For I do not intend to perfume
your mind’s clothing
with more sooty knowledge.
No, I have something else in mind.
Today I hold a flame in my left hand
and a sword in my right.
There will be no damage control today.
For God is in a mood
to plunder your riches and
fling you nakedly
into such breathtaking poverty
that all that will be left of you
will be a tendency to shine.
So don’t just sit around this flame
choking on your mind.
For this is no campfire song
to mindlessly mantra yourself to sleep with.
Jump now into the space
and exit this dream
before I burn the damn place down.
And in seeking out that poem I discovered another of his called Everlasting Inheritance. Here is a portion that really spoke to me & also to our current Southern Hemisphere First Spring focus in the roots systems, particularly our feet:
“Longing is the true measure of a man or woman and alone has the power to draw us out of ourselves and into the vast air of eternity. But we shall not rely only on the winds of longing, for they can be fickle and unpredictable. We shall also need the fire of intent—that fine-tipped arrow of courage flying true and straight to its goal, piercing through the fabric of our dreams as it goes.

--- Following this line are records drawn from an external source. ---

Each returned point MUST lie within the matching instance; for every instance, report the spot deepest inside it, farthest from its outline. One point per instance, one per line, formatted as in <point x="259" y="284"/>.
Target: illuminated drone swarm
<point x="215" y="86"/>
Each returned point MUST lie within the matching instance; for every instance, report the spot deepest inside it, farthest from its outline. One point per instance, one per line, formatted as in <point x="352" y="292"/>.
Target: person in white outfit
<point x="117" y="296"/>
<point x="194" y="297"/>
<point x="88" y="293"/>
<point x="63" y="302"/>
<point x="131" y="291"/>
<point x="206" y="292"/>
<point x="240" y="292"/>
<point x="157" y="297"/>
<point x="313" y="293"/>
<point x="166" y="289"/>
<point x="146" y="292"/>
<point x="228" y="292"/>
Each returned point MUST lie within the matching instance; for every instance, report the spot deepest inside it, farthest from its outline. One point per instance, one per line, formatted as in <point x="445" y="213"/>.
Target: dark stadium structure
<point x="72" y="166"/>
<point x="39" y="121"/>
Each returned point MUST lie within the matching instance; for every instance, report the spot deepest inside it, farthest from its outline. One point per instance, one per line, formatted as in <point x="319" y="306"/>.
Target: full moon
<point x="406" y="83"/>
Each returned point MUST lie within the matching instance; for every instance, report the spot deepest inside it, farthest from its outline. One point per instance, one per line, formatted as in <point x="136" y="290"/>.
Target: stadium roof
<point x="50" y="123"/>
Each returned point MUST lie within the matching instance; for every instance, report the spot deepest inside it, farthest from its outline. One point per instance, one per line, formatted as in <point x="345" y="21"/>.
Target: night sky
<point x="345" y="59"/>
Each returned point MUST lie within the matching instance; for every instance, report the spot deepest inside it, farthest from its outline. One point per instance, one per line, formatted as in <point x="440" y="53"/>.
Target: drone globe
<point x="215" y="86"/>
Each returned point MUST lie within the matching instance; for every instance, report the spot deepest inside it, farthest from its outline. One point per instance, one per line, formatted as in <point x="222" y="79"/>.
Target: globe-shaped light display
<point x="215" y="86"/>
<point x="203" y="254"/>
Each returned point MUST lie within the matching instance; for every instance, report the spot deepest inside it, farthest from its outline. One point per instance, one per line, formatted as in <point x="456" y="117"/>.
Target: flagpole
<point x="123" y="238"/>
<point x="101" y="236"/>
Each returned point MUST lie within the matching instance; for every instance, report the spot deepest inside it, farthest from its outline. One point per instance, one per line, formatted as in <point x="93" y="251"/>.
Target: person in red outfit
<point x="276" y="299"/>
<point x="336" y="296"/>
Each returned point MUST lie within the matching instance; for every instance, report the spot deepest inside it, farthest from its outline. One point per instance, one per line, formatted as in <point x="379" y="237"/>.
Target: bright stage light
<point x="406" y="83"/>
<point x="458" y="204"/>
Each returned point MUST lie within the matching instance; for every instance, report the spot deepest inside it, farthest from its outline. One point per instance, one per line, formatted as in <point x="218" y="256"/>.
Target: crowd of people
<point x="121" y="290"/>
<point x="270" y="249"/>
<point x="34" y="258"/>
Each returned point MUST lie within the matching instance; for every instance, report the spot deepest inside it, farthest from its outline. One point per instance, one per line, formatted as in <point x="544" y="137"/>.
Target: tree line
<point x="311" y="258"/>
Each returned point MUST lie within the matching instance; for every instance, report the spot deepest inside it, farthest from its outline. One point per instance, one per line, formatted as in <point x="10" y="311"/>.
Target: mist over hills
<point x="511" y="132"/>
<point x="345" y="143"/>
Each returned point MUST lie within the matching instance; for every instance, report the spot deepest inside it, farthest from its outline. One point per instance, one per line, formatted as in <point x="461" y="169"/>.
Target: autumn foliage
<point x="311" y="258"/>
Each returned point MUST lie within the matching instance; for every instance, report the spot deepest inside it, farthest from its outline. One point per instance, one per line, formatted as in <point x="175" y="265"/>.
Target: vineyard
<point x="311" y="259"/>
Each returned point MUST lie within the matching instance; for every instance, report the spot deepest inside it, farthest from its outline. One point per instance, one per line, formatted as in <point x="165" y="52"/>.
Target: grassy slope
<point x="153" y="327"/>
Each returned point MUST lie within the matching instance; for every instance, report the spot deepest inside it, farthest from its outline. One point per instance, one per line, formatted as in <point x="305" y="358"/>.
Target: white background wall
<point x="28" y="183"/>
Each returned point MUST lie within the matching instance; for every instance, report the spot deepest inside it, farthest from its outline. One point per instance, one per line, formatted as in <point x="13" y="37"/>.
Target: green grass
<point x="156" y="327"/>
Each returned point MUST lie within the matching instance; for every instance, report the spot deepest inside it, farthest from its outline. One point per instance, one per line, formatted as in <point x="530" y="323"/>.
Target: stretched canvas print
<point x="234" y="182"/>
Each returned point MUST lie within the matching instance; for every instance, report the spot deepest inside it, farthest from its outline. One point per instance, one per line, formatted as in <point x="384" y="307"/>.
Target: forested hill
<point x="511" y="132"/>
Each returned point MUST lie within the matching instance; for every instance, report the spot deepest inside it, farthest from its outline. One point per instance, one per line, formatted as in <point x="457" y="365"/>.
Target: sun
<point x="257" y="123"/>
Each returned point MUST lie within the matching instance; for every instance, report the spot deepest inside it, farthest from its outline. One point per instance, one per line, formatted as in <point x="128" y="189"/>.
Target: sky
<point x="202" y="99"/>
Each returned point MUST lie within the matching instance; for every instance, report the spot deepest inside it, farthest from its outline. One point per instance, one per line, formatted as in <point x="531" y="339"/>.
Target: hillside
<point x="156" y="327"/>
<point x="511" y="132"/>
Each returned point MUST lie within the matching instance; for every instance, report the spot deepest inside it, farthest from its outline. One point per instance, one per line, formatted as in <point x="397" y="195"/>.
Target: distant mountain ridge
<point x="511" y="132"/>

This is as fair a day as any to begin the journey back to your origin. So lift your foot together with mine and we will step off the well-trodden paths and into the uncharted woods where the essence of things lies waiting for you to open your eyes.
It is time to begin watching your steps, dear companion. For you have already wasted the goodness of too many days stumbling along with the unconscious drove. Today I bid you to place no foot upon the earth without feeling the sinews, skin, and bone of your feet with each step. How awake you are to the least of things will determine how awake you become to the greatest in due time.”
As I grieved the trees, I struggled to find gratitude. When I dug deeper I found it in how I was being woken up. I thanked the trees & the birds for their sacrifice.
Tell me–what do you long for, what do you care deeply enough about, that you’d shift out of your current comfort zone to stand by it, even if you couldn’t save it?